White collar how to do neck and shoulder health care and exercise

  Now, the incidence of neck, shoulder and back pain in office work groups is as high as 70% to 80%. Preventive early health care and exercise is not only effective, and inexpensive, 1 yuan of health care, can save 15 yuan of treatment costs, 85 yuan of rescue costs.  Health care for neck and shoulder pain 1. Choose the right table and chair. Avoid excessive head and neck backward or excessive forward leaning and forward bending, to head, neck, shoulder and chest to maintain a comfortable position prevail. Pay attention to the height of the computer: generally the focus of sitting flat is the center of the computer monitor can be.  2, avoid prolonged ambulation.
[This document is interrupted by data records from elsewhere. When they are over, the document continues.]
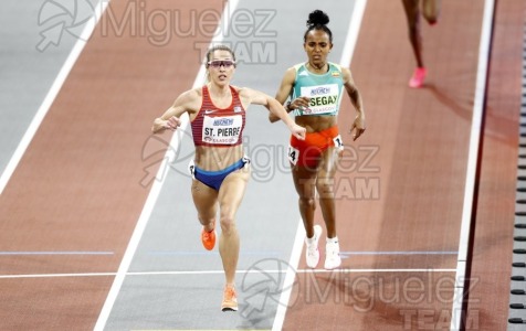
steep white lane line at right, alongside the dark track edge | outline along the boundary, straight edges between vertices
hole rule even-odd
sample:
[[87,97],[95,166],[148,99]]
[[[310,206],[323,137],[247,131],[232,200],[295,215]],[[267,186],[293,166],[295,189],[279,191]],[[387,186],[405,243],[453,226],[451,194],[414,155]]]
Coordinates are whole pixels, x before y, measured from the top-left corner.
[[464,205],[462,210],[462,223],[459,241],[459,259],[456,265],[455,291],[451,308],[450,330],[460,330],[463,318],[462,306],[464,302],[464,280],[467,267],[467,250],[470,244],[471,220],[473,211],[473,195],[475,193],[475,177],[481,140],[482,116],[484,113],[484,98],[486,93],[487,66],[492,38],[493,12],[495,1],[484,2],[484,17],[482,22],[481,44],[478,49],[478,67],[476,70],[475,97],[473,103],[473,118],[471,122],[470,149],[467,157],[467,170],[464,188]]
General ambulation 1 to 2 hours to change posture, and the head and neck to the opposite direction gently and slowly turn, repeat several times to relieve stiff neck muscles.  3, do not lie down to read books, watch TV.  4, avoid air conditioning, electric fan direct blowing and other cooling factors to prevent cervical spine instability caused by muscle spasm in the neck and shoulder and induce cervical spine disease.  5, the choice of pillow: ① general pillow filled with buckwheat bark, the best filler for millet bran, do not use sponge. ② pillow should be used to cushion the lower part of the head and neck. ③ Generally speaking, the height of the pillow is 10 to 15 cm. Filling degree has a simple way to test: the pillow on the table, and then squeeze down hard with your hand, the pillow height under your hand can gradually fall to the original height of 1/2 that is just right; if squeezed down, the height of the pillow under the hand down to almost close to the desktop, that the filler is loaded too little, too loose; if almost can not be pressed down is too much filler, too full. ④ Sleeping pillow suitable or not to wake up in the morning, feel light neck, free to move as degree.  6. Develop good habits, do not drink alcohol, play cards and games for a long time, etc.  Exercise for neck and shoulder pain 1.Neck exercise
① Backward tilt and chest expansion: Move slowly, tilt your head back to the limit and then expand your chest to the limit, hold on for a few seconds and reset slowly, 3 to 5 times. ② head left and right lateral bending. ③Rotate the head left and right. ④Scapular exercise: patient sitting or standing position, bilateral scapular joints at the same time to do backward rocking and turning, cervical spine relaxation, maintain a slight backward state, 5-6 times can be; then do forward rocking and turning, the same 5-6 times can be. ⑤ Cervical spine oblique pulling exercise: the patient first turn the head to the healthy side about 45 ° angle, and then use their own key side hand to move the affected side of the head back, the head to the healthy side of the oblique front to the limit, small repeated vibration pulling 3 to 4 times, so repeat 5 to 6 times. Then turn the head to the affected side, do the same action, the number of times can be slightly less. After both sides are done, a group of exercises is completed. You can do 4 groups daily at different times in the morning, morning, afternoon and evening. (6) For scapular push-ups, the patient supports the hands on the table or windowsill, keeping the elbow joints straight. Then, the upper torso is relaxed and the shoulders collapse, then shrugged up again while keeping the cervical vertebrae slightly back. Do this repeatedly, 15 to 20 as a group, you can do 3 to 4 sets of exercises daily.  If the cervical curve is overstretched, in addition to the above exercises, the pillow height should be moderately raised, usually with low head exercise.  2.Shoulder exercise
① Ring arm exercise. Positive 10 circles, negative 10 circles, the movement should be soft, the angle should be as large as possible. ②Wall climbing exercise. Stand against the wall on the affected side, hold the wall with your hand, straighten your arm as much as possible, climb upward with your fingers, and help the affected side with your healthy limbs. ③ back lifting exercise (back rubbing action). Hands try to pull in the back, like rubbing the back with a towel, can not be pulled with the help of rope or stick, etc.. The healthy side is on top, the healthy limb to pull the affected limb, generally 12 times for a group, a group of 3, the action should be slow, as far as possible to lift. ④ hold the stick flat lift. The healthy limb drive the affected limb, first flat lift, then up, gradually increase the amount of activity.